Le numérique, un levier d’autonomie pour une jeunesse silencieuse
Selon Edgar Bavoumina, président-fondateur de Cenfor-Jh, « l’appétence des apprenants pour les outils digitaux a surpassé nos prévisions, révélant une créativité insoupçonnée ». Concrètement, les bénéficiaires explorent la conception graphique, la retouche d’image, l’initiation au code et la sérigraphie. Chaque session condensée en deux mois mobilise un interprète en langue des signes et des formateurs spécialisés, garants d’une transmission de qualité. À l’issue du parcours, les participants sont capables de produire des visuels professionnels et de manipuler les logiciels courants du marché, compétences particulièrement recherchées par les petites agences de communication qui fleurissent dans la capitale.
Défis logistiques et adhésion familiale en construction
Si l’enthousiasme des jeunes ne se dément pas, la pérennité du programme se heurte à deux obstacles majeurs : l’équipement et la perception sociale. Faute d’imprimante industrielle, les stagiaires ne peuvent finaliser leurs prototypes sans recourir à des prestataires externes, ce qui gonfle les coûts et freine la cadences pédagogique. Par ailleurs, certains parents, encore persuadés que la menuiserie ou la couture constituent les seules voies viables pour leurs enfants malentendants, hésitent à soutenir moralement et financièrement leur incursion dans l’univers numérique. Edgar Bavoumina observe toutefois « une lente mais réelle évolution des mentalités dès lors que les familles découvrent les premières réalisations graphiques et les micro-revenus qu’elles génèrent ».
Un appel à la convergence des acteurs publics et privés
Conscient que l’innovation sociale nécessite un ancrage institutionnel, Cenfor-Jh sollicite désormais un partenariat renforcé avec les collectivités et les entreprises technologiques opérant sur le territoire national. L’association plaide pour la mise à disposition de salles équipées d’ordinateurs à haut rendement, l’octroi de licences logicielles et la création d’un lycée technique polyvalent ouvert à l’ensemble des handicaps. Cette orientation s’inscrit dans la politique gouvernementale de diversification économique et de promotion de l’économie numérique, soulignée notamment lors des Assises du Numérique tenues à Brazzaville en mars dernier. Le Ministère des Postes, des Télécommunications et de l’Économie numérique avait alors rappelé que l’égalité d’accès aux compétences digitales constitue « un enjeu de souveraineté et de cohésion nationale ».
Impact mesurable et perspectives régionales
À ce jour, vingt-et-un jeunes sourds ont terminé le cursus. Plusieurs d’entre eux ont été recrutés comme infographistes indépendants pour des manifestations culturelles locales, tandis que d’autres poursuivent un perfectionnement en développement web.
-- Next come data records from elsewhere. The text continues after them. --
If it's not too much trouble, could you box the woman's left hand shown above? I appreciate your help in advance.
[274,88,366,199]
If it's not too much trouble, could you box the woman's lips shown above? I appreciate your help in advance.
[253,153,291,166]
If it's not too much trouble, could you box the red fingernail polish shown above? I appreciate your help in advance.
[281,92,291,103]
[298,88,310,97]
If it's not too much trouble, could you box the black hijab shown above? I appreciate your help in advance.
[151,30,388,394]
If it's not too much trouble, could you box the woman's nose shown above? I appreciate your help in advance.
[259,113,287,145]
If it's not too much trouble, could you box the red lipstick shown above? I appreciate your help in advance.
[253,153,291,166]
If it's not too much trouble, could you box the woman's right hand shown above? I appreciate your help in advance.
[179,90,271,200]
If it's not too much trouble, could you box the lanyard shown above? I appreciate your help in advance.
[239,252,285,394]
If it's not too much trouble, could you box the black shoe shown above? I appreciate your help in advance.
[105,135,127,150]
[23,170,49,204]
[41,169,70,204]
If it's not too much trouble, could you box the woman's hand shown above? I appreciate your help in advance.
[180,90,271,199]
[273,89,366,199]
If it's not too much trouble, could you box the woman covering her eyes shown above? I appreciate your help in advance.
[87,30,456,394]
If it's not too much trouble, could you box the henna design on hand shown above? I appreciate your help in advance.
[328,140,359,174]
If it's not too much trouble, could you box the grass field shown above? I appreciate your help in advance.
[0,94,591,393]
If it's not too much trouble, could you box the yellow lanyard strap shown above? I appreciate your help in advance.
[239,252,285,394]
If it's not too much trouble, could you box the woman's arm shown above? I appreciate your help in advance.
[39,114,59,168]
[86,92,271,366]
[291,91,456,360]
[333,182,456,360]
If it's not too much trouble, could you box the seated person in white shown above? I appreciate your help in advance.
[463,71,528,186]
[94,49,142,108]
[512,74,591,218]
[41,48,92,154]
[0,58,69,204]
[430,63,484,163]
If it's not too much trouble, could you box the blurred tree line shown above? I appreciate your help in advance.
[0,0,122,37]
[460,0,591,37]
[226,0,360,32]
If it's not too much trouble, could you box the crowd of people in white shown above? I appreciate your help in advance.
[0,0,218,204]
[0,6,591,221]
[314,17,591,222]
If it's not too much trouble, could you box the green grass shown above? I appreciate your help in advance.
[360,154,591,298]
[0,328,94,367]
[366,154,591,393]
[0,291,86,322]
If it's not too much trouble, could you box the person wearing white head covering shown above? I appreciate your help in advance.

Fort de ces réussites ponctuelles, Cenfor-Jh envisage d’étendre sa cible aux personnes à mobilité réduite et aux déficients visuels, en adaptant les contenus pédagogiques. À moyen terme, l’association projette de transformer son centre en hub d’innovation inclusive, capable de rayonner dans les capitales voisines et de participer aux rencontres de l’Alliance Smart Africa.
Ces ambitions rejoignent les orientations du Plan national de développement qui mise sur l’économie verte et le numérique pour absorber le flux annuel de nouveaux diplômés. L’intégration des personnes vivant avec handicap dans cette dynamique n’est pas seulement une exigence morale : c’est un facteur de compétitivité pour une société en quête d’excellence et de cohésion.
Vers une citoyenneté professionnelle pleinement assumée
En conjuguant expertise technologique, langue des signes et volontarisme associatif, Cenfor-Jh démontre que l’insertion de la jeunesse sourde ne relève pas de l’utopie mais d’un processus pragmatique. Les résultats, encore modestes, n’en dessinent pas moins les contours d’un écosystème où les talents s’expriment sans barrières auditives. La balle est désormais dans le camp des partenaires publics et privés pour amplifier cette dynamique vertueuse. À l’heure où la République du Congo s’affirme sur la scène numérique continentale, l’initiative brazzavilloise rappelle qu’aucune stratégie de développement durable ne saurait se concevoir sans l’inclusion effective de tous ses citoyens, qu’ils s’expriment par la voix ou par le signe.